US 12,334,118 B2
	Techniques for identifying synchronization errors in media titles
Rohit Puri, Campbell, CA (US); Naji Khosravan, Orlando, FL (US); and Shervin Ardeshir Behrostaghi, Campbell, CA (US)
Assigned to NETFLIX, INC., Los Gatos, CA (US)
Filed by NETFLIX, INC., Los Gatos, CA (US)
Filed on Nov. 18, 2019, as Appl. No. 16/687,209.
Claims priority of provisional application 62/769,515, filed on Nov. 19, 2018.
Prior Publication US 2020/0160889 A1, May 21, 2020
Int. Cl. G11B 27/36 (2006.01); G06F 18/2433 (2023.01); G06N 3/045 (2023.01); G06N 3/08 (2023.01); G06V 10/764 (2022.01); G06V 10/82 (2022.01); G06V 20/40 (2022.01); G10L 25/30 (2013.01); G10L 25/57 (2013.01)

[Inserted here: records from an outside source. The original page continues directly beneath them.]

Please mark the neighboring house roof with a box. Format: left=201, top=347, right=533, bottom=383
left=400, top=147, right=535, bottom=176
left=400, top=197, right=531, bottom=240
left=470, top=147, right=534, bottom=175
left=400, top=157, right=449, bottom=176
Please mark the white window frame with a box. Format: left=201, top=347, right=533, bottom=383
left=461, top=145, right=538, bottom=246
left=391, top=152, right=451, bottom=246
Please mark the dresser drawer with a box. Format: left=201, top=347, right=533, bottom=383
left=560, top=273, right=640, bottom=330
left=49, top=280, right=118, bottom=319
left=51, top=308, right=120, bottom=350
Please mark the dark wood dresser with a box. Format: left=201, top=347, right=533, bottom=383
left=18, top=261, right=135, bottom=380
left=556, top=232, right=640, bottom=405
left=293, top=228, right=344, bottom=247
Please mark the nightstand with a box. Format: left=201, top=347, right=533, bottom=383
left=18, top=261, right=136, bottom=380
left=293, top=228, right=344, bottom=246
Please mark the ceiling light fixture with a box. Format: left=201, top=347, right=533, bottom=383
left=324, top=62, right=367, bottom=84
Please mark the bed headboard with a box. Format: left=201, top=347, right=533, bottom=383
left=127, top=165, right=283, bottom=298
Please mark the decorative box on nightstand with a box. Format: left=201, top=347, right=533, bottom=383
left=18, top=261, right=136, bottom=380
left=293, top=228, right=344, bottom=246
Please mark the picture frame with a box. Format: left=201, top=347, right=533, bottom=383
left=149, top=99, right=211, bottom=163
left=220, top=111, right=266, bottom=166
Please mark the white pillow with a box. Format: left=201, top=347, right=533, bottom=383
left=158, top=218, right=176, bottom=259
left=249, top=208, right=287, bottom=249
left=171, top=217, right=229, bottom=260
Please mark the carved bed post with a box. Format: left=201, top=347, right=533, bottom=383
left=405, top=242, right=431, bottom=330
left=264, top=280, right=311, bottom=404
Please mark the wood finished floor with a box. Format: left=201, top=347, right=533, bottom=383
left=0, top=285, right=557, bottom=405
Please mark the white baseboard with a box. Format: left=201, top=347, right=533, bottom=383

CPC G11B 27/36 (2013.01) [G06F 18/2433 (2023.01); G06N 3/045 (2023.01); G06N 3/08 (2013.01); G06V 10/764 (2022.01); G06V 10/82 (2022.01); G06V 20/41 (2022.01); G06V 20/46 (2022.01); G10L 25/30 (2013.01); G10L 25/57 (2013.01)]

21 Claims

1. A neural network system implemented by one or more computers,

wherein the neural network system identifies one or more blocks in a media clip that include audio data that is misaligned with corresponding video data,

wherein the neural network system comprises:

a convolutional subnetwork that generates a plurality of feature maps by generating, for each block included in a plurality of blocks in the media clip, a corresponding feature map derived from both one or more audio features and also one or more video features of the block in the media clip;

an attention module that:

computes a first set of data based on the plurality of feature maps;

executes one or more convolution operations to compute a plurality of confidence values corresponding to the plurality of blocks in the media clip based on the first set of data;

generates a plurality of weight values corresponding to the plurality of blocks based on the plurality of confidence values; and

computes a weighted average based on the plurality of weight values to generate a global feature vector; and

an output layer that identifies, based on the global feature vector from the attention module, a first block included in the plurality of blocks that includes first audio data that is misaligned with corresponding first video data.